Since small consumers of electricity pay lower rates, the main impact will be on large users and business’s that will pay much more than 2% increase. This tends to drive business and jobs away from the higher rates. It isn’t as cheap as it sounds.
Wind trbines are all politics.
BUT, the energy source is “free” and renewable, so they’ll be at breakeven in about 2306.
Come on, be reasonable, it's only (our) money. If it was something important I'd get excited about it. /S
They could cut the cost by moving the windmills closer to shore, where they would be more easily appreciated by the green crowd that populates the area.
Christie just shut that down to much whining from the expected NY pols.
"Denmark, the world’s most wind-intensive nation, with more than 6,000 turbines generating 19% of its electricity, has yet to close a single fossil-fuel plant. It requires 50% more coal-generated electricity to cover wind power’s unpredictability, and pollution and carbon dioxide emissions have risen (by 36% in 2006 alone)."

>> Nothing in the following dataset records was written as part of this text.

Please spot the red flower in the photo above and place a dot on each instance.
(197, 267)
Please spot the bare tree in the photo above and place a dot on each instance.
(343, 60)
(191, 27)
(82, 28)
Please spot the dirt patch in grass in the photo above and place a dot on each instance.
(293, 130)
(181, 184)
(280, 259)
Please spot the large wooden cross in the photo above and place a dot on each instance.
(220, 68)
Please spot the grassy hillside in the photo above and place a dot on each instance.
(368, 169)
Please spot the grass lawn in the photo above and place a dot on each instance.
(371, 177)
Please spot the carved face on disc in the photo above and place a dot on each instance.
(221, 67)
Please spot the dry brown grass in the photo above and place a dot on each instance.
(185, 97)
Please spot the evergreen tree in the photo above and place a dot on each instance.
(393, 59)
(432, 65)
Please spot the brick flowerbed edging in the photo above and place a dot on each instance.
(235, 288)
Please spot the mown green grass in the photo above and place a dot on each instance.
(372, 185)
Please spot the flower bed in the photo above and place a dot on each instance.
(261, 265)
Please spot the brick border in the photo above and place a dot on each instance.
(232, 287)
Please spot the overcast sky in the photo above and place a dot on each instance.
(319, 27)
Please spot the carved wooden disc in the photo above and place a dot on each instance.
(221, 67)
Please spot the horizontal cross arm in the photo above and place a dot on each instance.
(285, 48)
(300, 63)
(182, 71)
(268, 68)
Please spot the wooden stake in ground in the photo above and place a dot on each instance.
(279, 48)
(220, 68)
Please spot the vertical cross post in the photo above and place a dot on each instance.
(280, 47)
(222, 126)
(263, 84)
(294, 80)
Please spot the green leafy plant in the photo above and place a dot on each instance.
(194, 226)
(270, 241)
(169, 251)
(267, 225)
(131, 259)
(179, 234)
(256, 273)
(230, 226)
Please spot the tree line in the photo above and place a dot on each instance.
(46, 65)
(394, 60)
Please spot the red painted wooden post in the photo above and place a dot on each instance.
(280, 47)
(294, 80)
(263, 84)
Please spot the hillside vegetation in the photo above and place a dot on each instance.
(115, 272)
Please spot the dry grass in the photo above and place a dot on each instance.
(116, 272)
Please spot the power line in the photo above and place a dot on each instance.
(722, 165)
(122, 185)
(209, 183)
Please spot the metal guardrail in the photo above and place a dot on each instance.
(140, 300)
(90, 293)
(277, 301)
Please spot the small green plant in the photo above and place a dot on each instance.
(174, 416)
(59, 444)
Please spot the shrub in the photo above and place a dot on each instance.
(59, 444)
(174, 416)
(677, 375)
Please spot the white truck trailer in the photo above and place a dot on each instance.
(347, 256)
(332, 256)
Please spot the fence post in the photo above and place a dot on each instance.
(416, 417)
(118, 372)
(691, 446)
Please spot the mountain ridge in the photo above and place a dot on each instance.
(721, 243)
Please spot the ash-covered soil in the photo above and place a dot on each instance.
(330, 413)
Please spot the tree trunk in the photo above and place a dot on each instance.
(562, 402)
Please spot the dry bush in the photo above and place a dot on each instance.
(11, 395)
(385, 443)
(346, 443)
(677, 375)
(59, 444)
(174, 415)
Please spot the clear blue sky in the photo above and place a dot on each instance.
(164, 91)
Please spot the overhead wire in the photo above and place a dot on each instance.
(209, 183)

The only people who benefit from wind energy are the turbine manufacturers, the construction companies and union members who build the windmills, and the investors who collect the federal energy subsidies. Taxpayers and energy consumers just get higher taxes, higher energy bills, and sanctimonious lectures on why their very existence is a burden to the earth and all of mankind.
Copy - so he doesn’t have to choose between dog food and electricity.
Agreed. Wind power in Texas makes much more sense than in Massachusetts. Drive I-10 from San Antonio to El Paso and you’ll see thousands of the big wind turbines -— in areas where they can be erected and maintained for a small fraction of the cost for similar turbines offshore in New England. And, as one who grew up in that part of Texas, I can tell you this: the wind in west Texas doesn’t blow, it sucks.
The problem in west Texas is transmission costs: the turbines are for the most part hundreds of miles from major population centers.
NOT shut down. Being reconsidered following an offer from Transportation Sec.LaHood.
If we built a large enough magnet at the Straits of Florida (something that is now feasible with carbon nano tubes) we could use magnetohydrodynamics to obtain enough electric power for the entire world for many years.